Under the Indian Constitution the government can declare some specific groups as tribal groups on the fulfillment of certain conditions. The number of tribal groups have increased manifold in post Constitution India. Today we have 692 tribal groups in India and 9% of the total population is tribal. Due to increase in tribal groups fruits of privileges given to them by the Government are decreasing. Some actual tribal groups are still far away from being listed as tribal groups. Anthropologically actual tribal groups are still behind the curtain and devoid of all basic facilities of life. The case of a group Dhankut living in District Bahraich of Uttar Pradesh is no different and is glaring example of violation of human rights of actual tribal people. Dhankut are living in small pocket of Dhankuttypura of District Bahraich. Dhankut’s total population is 2687(2001 census) and their dialect is Dhankutty in a rhythmic form. They practice cross cousin and parallel cousin marriage which is a taboo in north India and legally prohibited too under Hindu Marriage Act 1955. Even after having these tribal characteristics they are not included in the category of scheduled tribe. Though they are not agricultural people, cereal selling is still their main occupation. They are poor and illiterate. With 5% literacy rate only three of them are in fourth class government job. No literature is available about
them neither in government records nor in district gazetteer. They have full faith in their traditional panchayat and traditional God “Gullabeer.” They are struggling for their tribal status since 1973 but have not succeeded so far.
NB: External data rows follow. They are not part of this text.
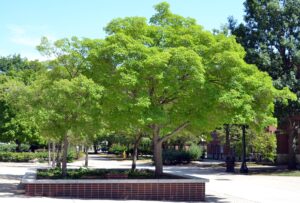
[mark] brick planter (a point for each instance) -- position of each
(189, 189)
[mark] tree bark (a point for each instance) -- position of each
(58, 159)
(157, 145)
(64, 157)
(18, 143)
(244, 168)
(229, 155)
(49, 153)
(86, 162)
(292, 165)
(95, 148)
(135, 152)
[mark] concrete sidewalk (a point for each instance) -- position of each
(223, 187)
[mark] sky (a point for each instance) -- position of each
(24, 22)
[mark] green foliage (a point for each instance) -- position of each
(83, 173)
(12, 156)
(270, 36)
(145, 146)
(8, 147)
(22, 156)
(15, 68)
(261, 146)
(117, 149)
(264, 145)
(13, 147)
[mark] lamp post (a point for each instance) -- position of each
(244, 168)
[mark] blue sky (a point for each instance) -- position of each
(24, 22)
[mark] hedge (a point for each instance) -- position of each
(28, 156)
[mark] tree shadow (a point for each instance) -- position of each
(213, 198)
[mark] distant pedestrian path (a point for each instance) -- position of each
(223, 187)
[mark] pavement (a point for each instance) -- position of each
(223, 187)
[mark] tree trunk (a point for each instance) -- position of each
(18, 143)
(58, 159)
(53, 154)
(49, 153)
(135, 152)
(292, 165)
(86, 162)
(229, 156)
(244, 168)
(64, 157)
(95, 149)
(157, 144)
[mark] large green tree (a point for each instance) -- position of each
(170, 75)
(12, 129)
(271, 38)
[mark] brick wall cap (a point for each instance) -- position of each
(30, 178)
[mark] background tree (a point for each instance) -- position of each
(11, 128)
(170, 75)
(270, 36)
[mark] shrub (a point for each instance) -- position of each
(117, 149)
(8, 147)
(194, 152)
(71, 155)
(24, 147)
(28, 156)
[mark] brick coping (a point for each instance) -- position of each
(30, 178)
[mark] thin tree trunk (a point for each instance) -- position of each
(53, 154)
(135, 152)
(229, 155)
(157, 145)
(292, 154)
(244, 168)
(95, 148)
(18, 148)
(64, 157)
(292, 165)
(86, 163)
(49, 153)
(58, 159)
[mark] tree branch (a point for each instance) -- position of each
(178, 129)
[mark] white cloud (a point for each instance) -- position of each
(28, 35)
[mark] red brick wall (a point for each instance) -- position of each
(133, 191)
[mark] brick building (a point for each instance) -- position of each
(282, 135)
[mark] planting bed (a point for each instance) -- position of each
(115, 185)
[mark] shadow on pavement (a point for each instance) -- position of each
(212, 198)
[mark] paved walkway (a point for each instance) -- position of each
(223, 187)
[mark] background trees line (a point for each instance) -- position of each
(156, 78)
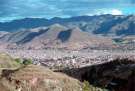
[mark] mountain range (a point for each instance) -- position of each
(69, 33)
(119, 25)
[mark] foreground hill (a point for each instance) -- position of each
(110, 25)
(37, 78)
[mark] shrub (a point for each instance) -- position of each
(27, 61)
(18, 60)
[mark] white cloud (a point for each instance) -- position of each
(116, 12)
(106, 11)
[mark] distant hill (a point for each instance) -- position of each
(107, 25)
(54, 36)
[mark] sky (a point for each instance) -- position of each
(17, 9)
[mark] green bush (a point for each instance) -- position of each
(86, 86)
(18, 60)
(27, 61)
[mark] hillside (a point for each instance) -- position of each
(54, 36)
(37, 78)
(107, 25)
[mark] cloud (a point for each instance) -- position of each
(14, 9)
(116, 12)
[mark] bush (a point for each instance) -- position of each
(18, 60)
(27, 61)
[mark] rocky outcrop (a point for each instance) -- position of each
(118, 75)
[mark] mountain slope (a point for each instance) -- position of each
(103, 24)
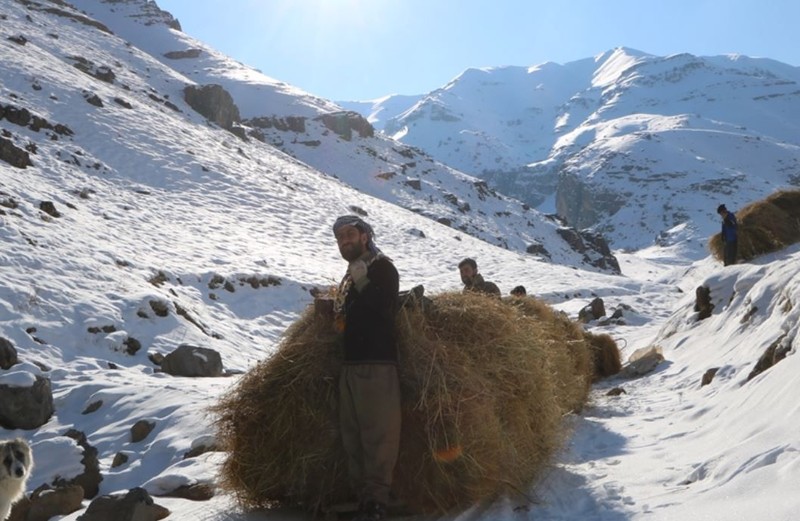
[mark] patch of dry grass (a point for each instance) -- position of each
(485, 384)
(765, 226)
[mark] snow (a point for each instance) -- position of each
(176, 203)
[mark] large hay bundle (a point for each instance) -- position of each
(484, 385)
(765, 226)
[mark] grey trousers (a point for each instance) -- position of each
(369, 419)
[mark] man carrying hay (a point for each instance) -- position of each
(473, 281)
(369, 387)
(729, 235)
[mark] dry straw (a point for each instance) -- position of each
(765, 226)
(485, 384)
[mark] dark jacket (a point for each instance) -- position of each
(369, 333)
(482, 286)
(729, 225)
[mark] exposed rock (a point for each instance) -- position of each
(17, 116)
(141, 430)
(13, 155)
(643, 361)
(8, 354)
(345, 122)
(93, 99)
(132, 345)
(26, 407)
(47, 502)
(122, 103)
(213, 102)
(18, 39)
(180, 55)
(90, 478)
(120, 458)
(776, 352)
(189, 360)
(92, 407)
(49, 208)
(594, 248)
(538, 249)
(200, 449)
(416, 184)
(136, 505)
(286, 124)
(593, 311)
(708, 376)
(583, 205)
(159, 307)
(196, 492)
(702, 302)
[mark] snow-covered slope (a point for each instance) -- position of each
(628, 143)
(154, 212)
(344, 145)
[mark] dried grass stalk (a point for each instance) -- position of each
(765, 226)
(485, 385)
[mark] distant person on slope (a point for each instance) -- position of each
(369, 386)
(730, 235)
(473, 281)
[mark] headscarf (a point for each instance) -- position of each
(362, 225)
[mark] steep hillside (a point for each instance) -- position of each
(131, 225)
(344, 145)
(629, 144)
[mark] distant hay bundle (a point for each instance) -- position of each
(484, 385)
(765, 226)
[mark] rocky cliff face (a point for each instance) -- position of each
(627, 143)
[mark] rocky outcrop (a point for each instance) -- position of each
(13, 155)
(583, 205)
(594, 248)
(26, 407)
(89, 480)
(345, 123)
(213, 102)
(8, 354)
(189, 360)
(136, 505)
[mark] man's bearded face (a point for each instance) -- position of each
(352, 242)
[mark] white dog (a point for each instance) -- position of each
(17, 462)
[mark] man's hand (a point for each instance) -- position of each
(358, 272)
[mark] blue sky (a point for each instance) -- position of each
(347, 50)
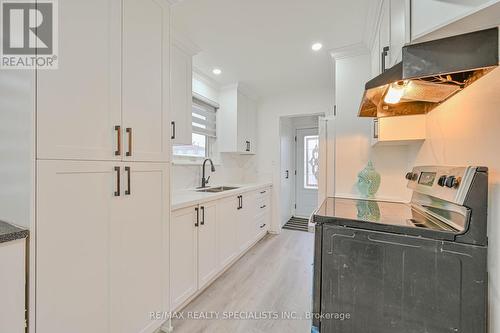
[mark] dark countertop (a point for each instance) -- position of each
(8, 232)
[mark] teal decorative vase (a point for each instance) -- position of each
(368, 181)
(368, 210)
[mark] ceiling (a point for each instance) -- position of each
(265, 45)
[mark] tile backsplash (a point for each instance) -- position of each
(229, 169)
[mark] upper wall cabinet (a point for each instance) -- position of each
(109, 99)
(236, 122)
(392, 34)
(182, 87)
(145, 99)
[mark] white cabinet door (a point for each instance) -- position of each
(13, 286)
(183, 255)
(140, 247)
(74, 208)
(78, 105)
(227, 228)
(182, 95)
(146, 62)
(246, 220)
(207, 244)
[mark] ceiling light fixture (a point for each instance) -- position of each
(317, 46)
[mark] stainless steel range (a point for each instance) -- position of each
(387, 267)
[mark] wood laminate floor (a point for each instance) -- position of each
(275, 275)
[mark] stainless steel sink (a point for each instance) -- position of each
(217, 189)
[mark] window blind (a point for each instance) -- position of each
(204, 118)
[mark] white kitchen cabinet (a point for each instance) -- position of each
(236, 122)
(246, 220)
(183, 255)
(78, 105)
(109, 99)
(392, 34)
(182, 95)
(207, 243)
(399, 28)
(227, 220)
(101, 252)
(146, 80)
(13, 286)
(399, 130)
(385, 35)
(140, 232)
(74, 264)
(263, 213)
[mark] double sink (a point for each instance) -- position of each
(217, 189)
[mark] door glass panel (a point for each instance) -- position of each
(311, 161)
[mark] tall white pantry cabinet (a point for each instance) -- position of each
(102, 170)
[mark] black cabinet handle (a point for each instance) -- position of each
(128, 190)
(129, 132)
(173, 130)
(118, 150)
(117, 192)
(385, 51)
(197, 223)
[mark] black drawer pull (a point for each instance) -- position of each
(117, 192)
(128, 190)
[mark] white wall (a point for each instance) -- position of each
(428, 15)
(287, 134)
(352, 138)
(17, 114)
(230, 168)
(466, 131)
(270, 111)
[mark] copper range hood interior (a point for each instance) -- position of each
(430, 73)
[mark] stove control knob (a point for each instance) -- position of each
(442, 181)
(452, 182)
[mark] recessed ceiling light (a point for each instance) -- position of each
(317, 46)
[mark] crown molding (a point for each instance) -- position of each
(200, 75)
(174, 2)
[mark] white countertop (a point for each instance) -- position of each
(190, 197)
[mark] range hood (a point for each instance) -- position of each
(430, 73)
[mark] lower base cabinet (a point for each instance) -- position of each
(208, 237)
(12, 286)
(102, 246)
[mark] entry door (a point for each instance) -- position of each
(307, 163)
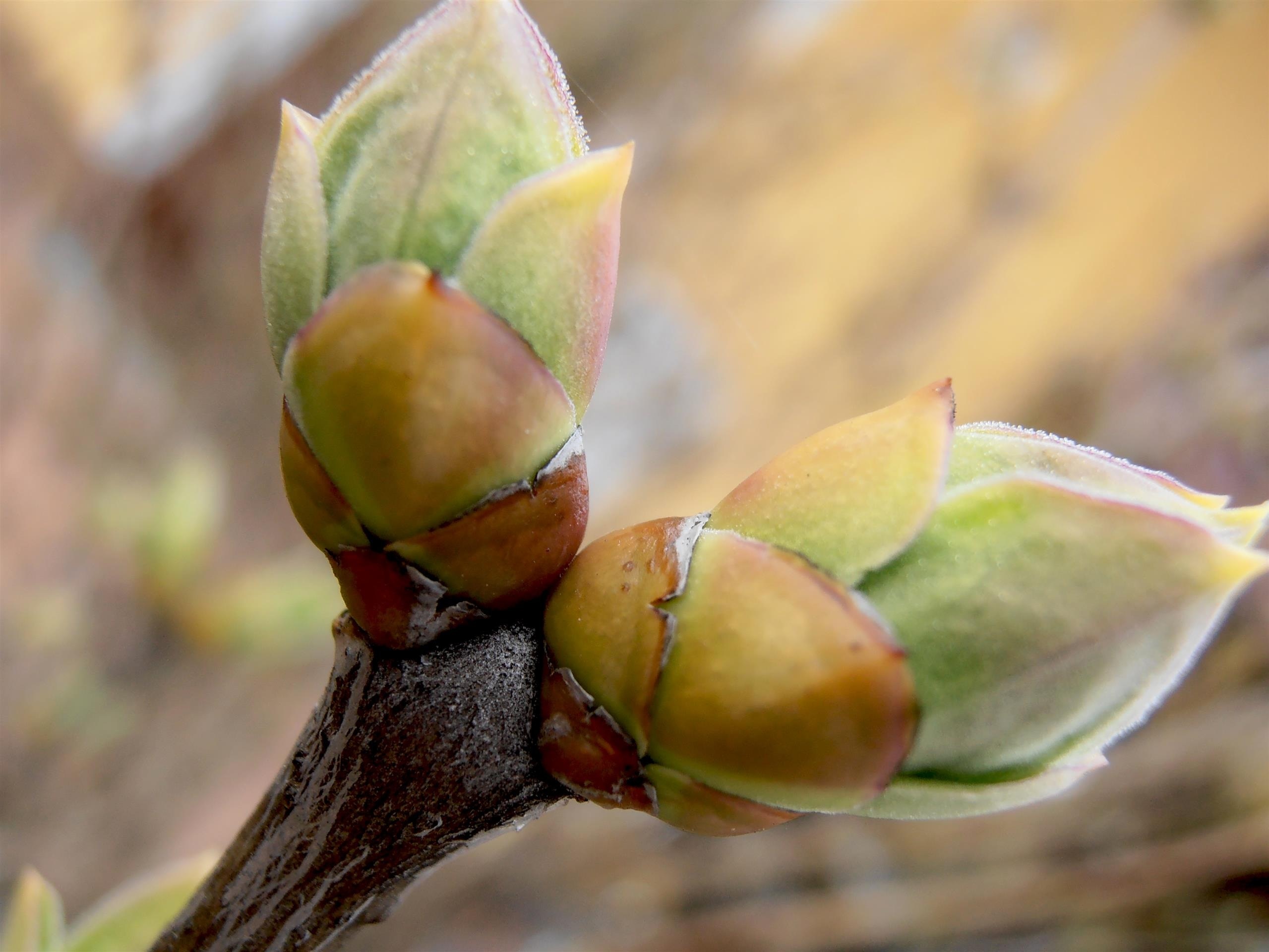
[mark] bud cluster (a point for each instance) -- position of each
(896, 619)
Dhankut want tribal status for themselves to enjoy the benefits provided by the government in the era of globalization.
In the present study 300 respondents have been taken randomly to analyse the effect of globalization on their lives.90% respondents are of the view that globalization has taken away their traditional way of life and given nothing in return .79% think that traditional occupation is not of much help in the era of globalization. 80% feel that they have become more poorer in last 20 years. The study revealed that though globalization is universal phenomenon but its effect is not homogenous at micro level as in case of Dhankut living in Bahraich district of Uttar Pradesh.